The Farm CPA
Paul is now part of the fourth generation in America that is involved in farming and hopes the next generation will be involved also. Through his blog he provides analysis and insight to farmer tax questions.
MAJOR Farm Tax Law Changes Proposed by Senate
Nov 21, 2013
WARNING - This Post is longer than Normal.
The Senate released details on their proposed changes to the income tax laws and there are several major changes proposed that would apply to farmers and many of these changes are major. First, I will list all of the changes that are clearly beneficial to farmers:
- Section 179 is increased to $1 million and will phase-out beginning at $2 million. This amount is indexed to inflation in $100,000 increments.

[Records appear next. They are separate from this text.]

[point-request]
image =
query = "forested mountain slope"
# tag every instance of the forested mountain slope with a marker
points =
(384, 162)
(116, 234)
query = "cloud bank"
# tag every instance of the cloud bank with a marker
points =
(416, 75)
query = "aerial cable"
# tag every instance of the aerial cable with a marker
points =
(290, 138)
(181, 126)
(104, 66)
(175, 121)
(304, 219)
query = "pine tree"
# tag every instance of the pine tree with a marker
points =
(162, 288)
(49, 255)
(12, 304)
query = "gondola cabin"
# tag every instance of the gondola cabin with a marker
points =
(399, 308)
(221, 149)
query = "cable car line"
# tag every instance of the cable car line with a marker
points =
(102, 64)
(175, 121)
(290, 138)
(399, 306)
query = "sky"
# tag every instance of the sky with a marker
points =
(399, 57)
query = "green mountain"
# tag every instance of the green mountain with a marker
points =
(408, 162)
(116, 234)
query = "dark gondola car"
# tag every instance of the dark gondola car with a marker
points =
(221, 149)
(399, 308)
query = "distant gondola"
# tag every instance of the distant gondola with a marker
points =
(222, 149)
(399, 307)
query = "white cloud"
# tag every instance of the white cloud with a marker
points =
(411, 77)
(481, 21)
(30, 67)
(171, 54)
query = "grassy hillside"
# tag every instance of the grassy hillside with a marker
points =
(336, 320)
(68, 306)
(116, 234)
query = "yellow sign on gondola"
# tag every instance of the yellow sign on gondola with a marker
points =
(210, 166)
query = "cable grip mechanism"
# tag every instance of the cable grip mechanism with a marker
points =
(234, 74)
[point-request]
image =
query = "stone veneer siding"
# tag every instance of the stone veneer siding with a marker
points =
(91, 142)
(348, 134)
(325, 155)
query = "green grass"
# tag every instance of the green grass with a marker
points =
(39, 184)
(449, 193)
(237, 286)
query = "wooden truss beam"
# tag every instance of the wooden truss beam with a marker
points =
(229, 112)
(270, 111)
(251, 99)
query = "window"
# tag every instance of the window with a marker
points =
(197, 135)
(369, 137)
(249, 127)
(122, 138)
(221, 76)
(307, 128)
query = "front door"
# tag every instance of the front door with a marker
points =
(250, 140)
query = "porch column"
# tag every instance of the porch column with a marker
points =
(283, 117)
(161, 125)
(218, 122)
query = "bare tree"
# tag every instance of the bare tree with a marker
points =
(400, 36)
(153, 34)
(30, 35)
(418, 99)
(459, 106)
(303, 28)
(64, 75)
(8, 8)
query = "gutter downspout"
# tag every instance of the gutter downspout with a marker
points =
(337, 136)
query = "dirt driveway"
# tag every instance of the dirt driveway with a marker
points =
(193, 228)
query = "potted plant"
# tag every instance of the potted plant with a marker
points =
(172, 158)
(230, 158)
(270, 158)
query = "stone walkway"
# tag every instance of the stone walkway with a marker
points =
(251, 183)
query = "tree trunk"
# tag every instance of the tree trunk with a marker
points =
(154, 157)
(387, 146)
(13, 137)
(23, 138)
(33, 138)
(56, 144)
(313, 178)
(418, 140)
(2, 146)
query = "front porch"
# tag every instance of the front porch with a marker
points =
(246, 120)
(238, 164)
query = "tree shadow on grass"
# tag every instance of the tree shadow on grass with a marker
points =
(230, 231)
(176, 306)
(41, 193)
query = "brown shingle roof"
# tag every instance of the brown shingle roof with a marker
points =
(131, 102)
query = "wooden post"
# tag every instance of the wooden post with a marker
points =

- If the taxpayer has gross receipts under $10 million, then the capitalization rules under Section 263A would not apply to such taxpayer. This would exempt capitalization of orchards and vineyards for taxpayers with revenues under this threshold
So far, that is the only major changes I found that are favorable to farmers. Here are the changes that might not be favorable to farmers:
- Repeal of the automatic deduction for fertilizer costs under Section 180,
- Repeal of the special method of accounting for farmers under Section 447,
- All businesses would be required to use the accrual method of accounting once their three average gross receipts exceed $10 million (indexed for inflation in $1 million increments). If the cash method of accounting is allowed, inventories can be immediately deducted (which may be a benefit and would offset the repeal of Section 180),
- Like-kind rules are eliminated, however, sales of equipment will only be taxable, if the amount received exceeds the cumulative "pool" amount of assets at the end of the year (we cover the pool provisions later in the post),
- Involuntary conversions would be subject to a two-year rollover period instead of more favorable four years or more,
- All depreciation recapture, including buildings, would be subject to ordinary income tax rates. I also believe that any sale of assets placed in a pool would be ordinary gain even if the sales price exceeded original cost,
- The maximum amount that can be depreciated for personal-use automobiles is $45,000 over 5 years,
- Percentage depletion is repealed,
- Half of advertising expenses are allowed in year one, remainder is amortized over 5 years,
- Amortization of most intangible assets are now over 20 years instead of 15 years
Depreciation changes are as follows:
You will no longer keep track of individual assets for income tax purposes (if you prepare GAAP financial statements and state income taxes, you may still be required to keep track of separate assets). All non-real estate assets will be placed into one of four pools. Each pool will start with the previous years ending total, add all new assets, subject any sales proceeds and the remaining pool amount will then be multiplied by the following percentage to arrive at the current year depreciation amount:
- Pool # 1 - 38%
- Pool # 2 - 18%
- Pool # 3 - 12%
- Pool # 4 - 5%
That depreciation amount will then be subtracted to arrive the beginning pool amount for the next year. Almost all farm personal property would be part of Pool #2. All land improvements would be part of Pool # 4 and it appears that all farm buildings would be treated as real estate and deducted on a straight-line basis over 43 years. This would include single purpose agricultural structures (currently on a 10 year life).
Bonus depreciation would no longer be available.
For most farmers, the benefit of having $1 million Section 179 should outweigh the costs of stretching out the lives of land improvements and farm buildings. However, for livestock intensive operations such as hog, dairy and poultry farmers, this may be a major negative.
As farming operations get larger, the $10 million gross receipts test will get harder and harder for farms to meet which may lead to the mandatory use of the accrual method of accounting. One benefit is that the current "farm" accrual method may be replaced with a "real" accrual method which would result in income only being realized as sales are made. The current farm accrual method requires income to be reported before an actual sale is made.
All-in-all, I believe there are more negative than positive changes in the proposed Senate bill. There is also a House bill floating around which has many proposed changes different from the Senate. It will be interesting to see what finally gets passed (if anything) and we will keep you posted.